Chcą miliard za straty
Wykonawca autostrady A1 domaga się odszkodowania od Generalnej Dyrekcji.
Sprawa dotyczy robót na odcinku od Gorzyczek do Świerklan. W grudniu 2009 r. firma Alpine musiała opuścić plac budowy. – Nasz powrót na budowę nie oznacza złagodzenia naszego stanowiska. To dwie odrębne sprawy – mówi Roman Sailer. Koncern do dziś sądzi się z GDDKiA o nieprawne jego zdaniem zerwanie kontraktu na budowę odcinka autostrady A1 Świerklany – Gorzyczki.
Alpine wyrzucono z budowy w grudniu 2009 r. Teraz prawnicy Austriaków poszerzyli powództwo o wypłatę gigantycznego odszkodowania. Do tej pory odbyło się kilka rozpraw. – Domagamy się 1,1 mld zł odszkodowania, ponieważ naszym zdaniem kontrakt na budowę tego odcinka autostrady został rozwiązany z naruszeniem prawa – powiedział nam Roman Sailer dyrektor oddziału Alpine Bau ds. inżynierii lądowej w Polsce. – Sprawa dotyczy wielu kwestii. Nie otrzymaliśmy m.in. zapłaty za roboty już wykonane. Poza tym straciliśmy gwarancje bankowe i zaplanowane zyski. Do tego oczywiście dochodzi sprawa źle zaprojektowanego mostu w gminie Mszana czy niewybuchów, które pojawiły się na terenie budowy, a nie były ujęte w specyfikacji przetargu – dodaje Sailer.
Generalna Dyrekcja Dróg Krajowych i Autostrad obstaje przy swoim. – Nie zgadzamy się z roszczeniami firmy w całości.
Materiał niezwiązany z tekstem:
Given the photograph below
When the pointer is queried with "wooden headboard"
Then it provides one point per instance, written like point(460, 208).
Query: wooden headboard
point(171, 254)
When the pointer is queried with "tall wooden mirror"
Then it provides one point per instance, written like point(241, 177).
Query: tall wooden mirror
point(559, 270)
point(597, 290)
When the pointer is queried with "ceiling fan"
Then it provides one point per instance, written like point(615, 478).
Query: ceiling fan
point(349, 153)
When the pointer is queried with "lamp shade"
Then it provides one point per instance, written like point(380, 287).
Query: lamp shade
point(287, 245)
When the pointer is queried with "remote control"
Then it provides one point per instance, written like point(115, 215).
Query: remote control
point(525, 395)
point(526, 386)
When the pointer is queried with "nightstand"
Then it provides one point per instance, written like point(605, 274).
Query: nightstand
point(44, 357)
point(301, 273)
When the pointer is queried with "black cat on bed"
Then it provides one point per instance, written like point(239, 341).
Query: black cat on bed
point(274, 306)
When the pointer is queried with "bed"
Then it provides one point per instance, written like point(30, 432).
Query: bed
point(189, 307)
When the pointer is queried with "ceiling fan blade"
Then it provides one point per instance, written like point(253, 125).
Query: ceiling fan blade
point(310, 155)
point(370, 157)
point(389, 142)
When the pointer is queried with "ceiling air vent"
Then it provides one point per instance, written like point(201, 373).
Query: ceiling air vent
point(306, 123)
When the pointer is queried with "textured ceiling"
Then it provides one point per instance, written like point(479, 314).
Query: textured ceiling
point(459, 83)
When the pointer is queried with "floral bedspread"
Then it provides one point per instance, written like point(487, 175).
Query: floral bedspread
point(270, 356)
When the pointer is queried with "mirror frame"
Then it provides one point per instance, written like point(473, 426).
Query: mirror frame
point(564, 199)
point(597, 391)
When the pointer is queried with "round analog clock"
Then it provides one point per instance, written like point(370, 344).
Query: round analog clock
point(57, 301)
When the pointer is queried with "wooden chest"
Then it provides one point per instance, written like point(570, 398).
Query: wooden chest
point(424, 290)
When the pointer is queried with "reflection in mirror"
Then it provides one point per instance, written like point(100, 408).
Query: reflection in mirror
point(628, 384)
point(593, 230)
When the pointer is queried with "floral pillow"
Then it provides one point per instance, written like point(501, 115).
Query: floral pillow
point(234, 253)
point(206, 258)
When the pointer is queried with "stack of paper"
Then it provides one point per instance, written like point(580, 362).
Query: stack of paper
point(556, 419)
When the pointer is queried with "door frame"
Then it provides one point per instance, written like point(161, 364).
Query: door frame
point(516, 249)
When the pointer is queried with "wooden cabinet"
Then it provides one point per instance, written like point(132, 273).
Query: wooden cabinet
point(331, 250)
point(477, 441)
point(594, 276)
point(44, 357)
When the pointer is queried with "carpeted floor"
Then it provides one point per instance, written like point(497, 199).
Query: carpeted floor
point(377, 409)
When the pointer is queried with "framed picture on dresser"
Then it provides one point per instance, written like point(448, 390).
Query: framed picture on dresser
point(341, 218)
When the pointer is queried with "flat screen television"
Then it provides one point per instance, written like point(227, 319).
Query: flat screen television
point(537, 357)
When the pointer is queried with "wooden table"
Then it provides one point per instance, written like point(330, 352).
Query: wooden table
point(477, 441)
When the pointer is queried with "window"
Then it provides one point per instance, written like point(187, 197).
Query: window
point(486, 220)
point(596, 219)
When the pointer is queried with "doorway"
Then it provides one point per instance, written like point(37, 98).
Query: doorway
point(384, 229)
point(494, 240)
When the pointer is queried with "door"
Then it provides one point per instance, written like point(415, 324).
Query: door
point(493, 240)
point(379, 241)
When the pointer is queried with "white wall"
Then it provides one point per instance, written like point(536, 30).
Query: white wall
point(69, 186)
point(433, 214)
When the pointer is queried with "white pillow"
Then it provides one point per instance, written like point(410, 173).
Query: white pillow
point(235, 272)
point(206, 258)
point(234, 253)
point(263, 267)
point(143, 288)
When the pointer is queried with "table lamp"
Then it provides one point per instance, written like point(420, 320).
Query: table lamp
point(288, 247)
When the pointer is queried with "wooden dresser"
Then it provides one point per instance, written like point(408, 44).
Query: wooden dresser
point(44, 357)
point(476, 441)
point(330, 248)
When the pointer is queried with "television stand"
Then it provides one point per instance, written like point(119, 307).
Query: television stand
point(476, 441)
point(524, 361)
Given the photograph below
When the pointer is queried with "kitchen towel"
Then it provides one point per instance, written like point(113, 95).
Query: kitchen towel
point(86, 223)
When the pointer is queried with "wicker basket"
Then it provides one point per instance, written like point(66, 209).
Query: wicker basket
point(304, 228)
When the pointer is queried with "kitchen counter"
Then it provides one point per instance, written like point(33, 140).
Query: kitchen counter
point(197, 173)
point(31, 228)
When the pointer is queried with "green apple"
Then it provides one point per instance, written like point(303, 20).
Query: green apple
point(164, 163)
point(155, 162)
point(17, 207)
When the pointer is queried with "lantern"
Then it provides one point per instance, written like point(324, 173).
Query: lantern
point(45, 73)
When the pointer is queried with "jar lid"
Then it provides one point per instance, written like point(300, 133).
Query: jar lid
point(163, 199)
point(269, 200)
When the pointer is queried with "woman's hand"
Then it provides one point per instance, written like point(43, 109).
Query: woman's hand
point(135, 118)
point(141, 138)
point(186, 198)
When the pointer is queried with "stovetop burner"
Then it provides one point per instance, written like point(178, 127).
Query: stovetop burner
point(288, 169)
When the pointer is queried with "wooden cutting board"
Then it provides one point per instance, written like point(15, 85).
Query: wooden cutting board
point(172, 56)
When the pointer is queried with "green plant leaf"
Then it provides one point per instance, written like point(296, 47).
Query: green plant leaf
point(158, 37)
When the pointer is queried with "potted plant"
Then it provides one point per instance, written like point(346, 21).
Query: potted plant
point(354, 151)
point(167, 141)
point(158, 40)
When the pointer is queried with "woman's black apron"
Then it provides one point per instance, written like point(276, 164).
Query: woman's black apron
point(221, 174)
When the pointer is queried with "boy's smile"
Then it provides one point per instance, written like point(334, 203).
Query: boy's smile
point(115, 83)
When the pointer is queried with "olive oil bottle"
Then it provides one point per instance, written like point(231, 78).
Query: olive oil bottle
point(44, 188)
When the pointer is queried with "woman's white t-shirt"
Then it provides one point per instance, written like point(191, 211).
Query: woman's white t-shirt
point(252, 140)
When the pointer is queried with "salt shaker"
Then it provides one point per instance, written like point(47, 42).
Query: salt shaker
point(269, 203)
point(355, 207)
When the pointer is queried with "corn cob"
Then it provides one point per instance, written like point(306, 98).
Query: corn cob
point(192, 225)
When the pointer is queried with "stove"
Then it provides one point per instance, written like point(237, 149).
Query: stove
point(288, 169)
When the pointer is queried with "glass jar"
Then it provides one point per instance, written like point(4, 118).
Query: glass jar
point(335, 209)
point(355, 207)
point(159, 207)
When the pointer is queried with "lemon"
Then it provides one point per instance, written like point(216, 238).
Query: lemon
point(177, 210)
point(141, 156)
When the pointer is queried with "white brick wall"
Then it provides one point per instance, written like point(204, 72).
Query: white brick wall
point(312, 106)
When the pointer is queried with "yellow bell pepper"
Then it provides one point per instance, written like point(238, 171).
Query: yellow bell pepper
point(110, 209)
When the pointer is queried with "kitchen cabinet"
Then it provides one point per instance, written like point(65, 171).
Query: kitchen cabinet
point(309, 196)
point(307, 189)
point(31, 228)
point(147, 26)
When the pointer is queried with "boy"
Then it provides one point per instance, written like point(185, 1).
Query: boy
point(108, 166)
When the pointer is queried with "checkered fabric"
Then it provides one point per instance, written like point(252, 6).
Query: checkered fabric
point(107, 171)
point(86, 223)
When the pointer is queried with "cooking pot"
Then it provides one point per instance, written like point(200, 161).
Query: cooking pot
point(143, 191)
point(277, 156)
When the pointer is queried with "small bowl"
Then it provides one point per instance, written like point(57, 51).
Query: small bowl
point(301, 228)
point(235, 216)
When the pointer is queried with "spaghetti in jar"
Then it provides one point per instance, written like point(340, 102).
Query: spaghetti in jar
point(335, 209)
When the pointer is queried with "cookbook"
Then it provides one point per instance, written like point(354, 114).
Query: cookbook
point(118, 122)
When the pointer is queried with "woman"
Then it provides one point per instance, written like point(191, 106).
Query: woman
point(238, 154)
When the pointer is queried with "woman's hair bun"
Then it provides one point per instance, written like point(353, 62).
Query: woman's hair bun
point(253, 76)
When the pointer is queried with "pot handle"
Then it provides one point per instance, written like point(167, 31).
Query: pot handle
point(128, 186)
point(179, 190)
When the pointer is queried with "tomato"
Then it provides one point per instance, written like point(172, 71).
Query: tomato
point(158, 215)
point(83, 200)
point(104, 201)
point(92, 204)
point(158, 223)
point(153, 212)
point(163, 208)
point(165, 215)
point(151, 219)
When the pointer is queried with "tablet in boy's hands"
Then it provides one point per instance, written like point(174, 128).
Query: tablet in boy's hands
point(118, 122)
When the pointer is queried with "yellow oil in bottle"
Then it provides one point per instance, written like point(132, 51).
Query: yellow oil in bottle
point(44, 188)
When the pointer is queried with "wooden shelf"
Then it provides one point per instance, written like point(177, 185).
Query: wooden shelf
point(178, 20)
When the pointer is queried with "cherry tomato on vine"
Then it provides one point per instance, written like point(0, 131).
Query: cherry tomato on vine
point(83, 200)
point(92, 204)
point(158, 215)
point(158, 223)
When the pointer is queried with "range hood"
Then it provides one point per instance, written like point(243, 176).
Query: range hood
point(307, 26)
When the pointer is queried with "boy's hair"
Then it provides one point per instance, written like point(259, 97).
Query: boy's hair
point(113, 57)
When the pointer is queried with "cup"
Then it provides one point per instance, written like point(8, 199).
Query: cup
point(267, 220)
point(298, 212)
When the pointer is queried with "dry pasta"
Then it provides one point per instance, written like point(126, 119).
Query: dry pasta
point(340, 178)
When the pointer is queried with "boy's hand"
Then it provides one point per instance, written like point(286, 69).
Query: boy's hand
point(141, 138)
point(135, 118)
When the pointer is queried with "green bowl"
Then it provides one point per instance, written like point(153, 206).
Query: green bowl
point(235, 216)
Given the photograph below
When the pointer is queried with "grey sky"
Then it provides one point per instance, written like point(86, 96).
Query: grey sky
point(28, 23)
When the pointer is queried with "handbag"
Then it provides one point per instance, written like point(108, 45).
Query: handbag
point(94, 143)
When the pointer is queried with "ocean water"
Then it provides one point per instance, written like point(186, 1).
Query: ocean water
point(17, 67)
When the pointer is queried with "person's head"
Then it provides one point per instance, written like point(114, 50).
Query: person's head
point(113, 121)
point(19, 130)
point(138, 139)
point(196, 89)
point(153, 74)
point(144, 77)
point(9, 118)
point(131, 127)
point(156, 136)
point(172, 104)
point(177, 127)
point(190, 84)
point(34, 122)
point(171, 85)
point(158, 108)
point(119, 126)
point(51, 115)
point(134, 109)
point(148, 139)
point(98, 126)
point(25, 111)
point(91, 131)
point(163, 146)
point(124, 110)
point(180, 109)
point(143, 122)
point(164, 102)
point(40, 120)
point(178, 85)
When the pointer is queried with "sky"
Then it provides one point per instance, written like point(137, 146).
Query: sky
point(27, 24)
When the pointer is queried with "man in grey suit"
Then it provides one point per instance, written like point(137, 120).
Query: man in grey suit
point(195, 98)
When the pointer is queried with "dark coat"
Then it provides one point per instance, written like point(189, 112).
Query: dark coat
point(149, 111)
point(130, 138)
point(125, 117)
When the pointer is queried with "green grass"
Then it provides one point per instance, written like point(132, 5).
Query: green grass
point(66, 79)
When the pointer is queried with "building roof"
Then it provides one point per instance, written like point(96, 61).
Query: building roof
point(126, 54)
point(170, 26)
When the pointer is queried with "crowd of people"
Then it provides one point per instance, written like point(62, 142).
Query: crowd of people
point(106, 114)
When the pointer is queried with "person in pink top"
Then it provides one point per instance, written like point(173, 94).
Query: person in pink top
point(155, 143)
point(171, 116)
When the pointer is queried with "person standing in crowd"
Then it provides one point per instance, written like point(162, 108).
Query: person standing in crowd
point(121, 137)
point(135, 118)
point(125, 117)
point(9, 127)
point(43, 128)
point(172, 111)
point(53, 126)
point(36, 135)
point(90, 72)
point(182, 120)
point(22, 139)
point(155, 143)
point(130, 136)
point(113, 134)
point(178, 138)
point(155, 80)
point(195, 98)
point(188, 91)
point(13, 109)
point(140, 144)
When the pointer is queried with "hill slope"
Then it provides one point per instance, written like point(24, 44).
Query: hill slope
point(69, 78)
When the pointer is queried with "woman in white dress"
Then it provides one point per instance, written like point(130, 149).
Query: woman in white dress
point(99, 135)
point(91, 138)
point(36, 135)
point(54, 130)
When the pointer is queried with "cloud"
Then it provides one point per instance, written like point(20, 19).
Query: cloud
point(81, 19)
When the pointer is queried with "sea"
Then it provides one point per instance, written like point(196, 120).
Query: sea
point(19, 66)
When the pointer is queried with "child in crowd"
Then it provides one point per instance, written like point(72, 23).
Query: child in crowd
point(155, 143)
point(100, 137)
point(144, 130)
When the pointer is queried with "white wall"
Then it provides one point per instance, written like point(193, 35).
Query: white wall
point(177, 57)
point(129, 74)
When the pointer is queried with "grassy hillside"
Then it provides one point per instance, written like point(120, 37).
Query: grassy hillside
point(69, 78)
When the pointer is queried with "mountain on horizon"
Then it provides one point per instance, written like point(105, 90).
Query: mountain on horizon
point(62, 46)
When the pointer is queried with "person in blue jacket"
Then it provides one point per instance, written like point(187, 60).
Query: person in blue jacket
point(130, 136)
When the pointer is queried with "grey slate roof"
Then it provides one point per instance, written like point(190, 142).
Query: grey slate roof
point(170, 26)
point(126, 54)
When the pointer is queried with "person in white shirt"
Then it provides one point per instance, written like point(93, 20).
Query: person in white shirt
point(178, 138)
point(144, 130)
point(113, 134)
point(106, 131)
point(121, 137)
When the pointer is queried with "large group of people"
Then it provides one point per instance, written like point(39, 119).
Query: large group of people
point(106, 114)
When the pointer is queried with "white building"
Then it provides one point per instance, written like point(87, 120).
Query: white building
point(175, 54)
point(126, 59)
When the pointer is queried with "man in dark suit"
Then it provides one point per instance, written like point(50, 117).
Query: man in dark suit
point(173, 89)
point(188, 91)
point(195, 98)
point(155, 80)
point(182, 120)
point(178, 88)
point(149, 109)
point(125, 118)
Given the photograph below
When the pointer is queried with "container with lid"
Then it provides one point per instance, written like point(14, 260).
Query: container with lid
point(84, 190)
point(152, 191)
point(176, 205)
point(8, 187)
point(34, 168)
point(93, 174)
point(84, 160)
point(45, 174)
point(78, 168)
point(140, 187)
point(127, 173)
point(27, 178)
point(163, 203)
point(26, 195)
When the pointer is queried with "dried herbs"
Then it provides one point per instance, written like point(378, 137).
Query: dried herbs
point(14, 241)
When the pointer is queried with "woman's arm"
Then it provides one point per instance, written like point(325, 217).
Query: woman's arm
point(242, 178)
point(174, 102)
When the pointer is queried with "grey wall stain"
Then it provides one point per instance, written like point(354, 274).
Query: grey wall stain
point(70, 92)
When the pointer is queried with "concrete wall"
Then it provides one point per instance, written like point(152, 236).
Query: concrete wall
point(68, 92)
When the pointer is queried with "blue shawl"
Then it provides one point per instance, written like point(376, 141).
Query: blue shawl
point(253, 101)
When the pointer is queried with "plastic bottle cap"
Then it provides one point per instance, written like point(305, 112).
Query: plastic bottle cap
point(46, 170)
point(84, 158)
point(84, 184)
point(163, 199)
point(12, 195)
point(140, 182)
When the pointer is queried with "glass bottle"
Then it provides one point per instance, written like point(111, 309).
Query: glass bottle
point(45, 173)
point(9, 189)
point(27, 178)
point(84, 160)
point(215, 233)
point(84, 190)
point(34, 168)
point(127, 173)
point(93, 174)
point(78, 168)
Sprawa sądowa nie zakończyła się i będziemy wykazywać nasze racje – mówi rzecznik GDDKiA Marcin Hadaj.
Przypomnijmy, Generalna Dyrekcja rozwiązała kontrakt z wykonawcą ze względu na opóźnienia. Dorota Marzyńska rzecznik katowickiego oddziału GDDKiA mówiła wówczas „Tygodnikowi”, że prace powinny być ukończone w 85 proc., a były zakończone w połowie. Urząd zarzucał również firmie brak harmonogramu nadrobienia opóźnień. Alpine Bau tymczasem tłumaczyło, że za opóźnienia odpowiada złe przygotowanie terenu pod inwestycje. Samo czyszczenie z niewybuchów zajęło pięć miesięcy.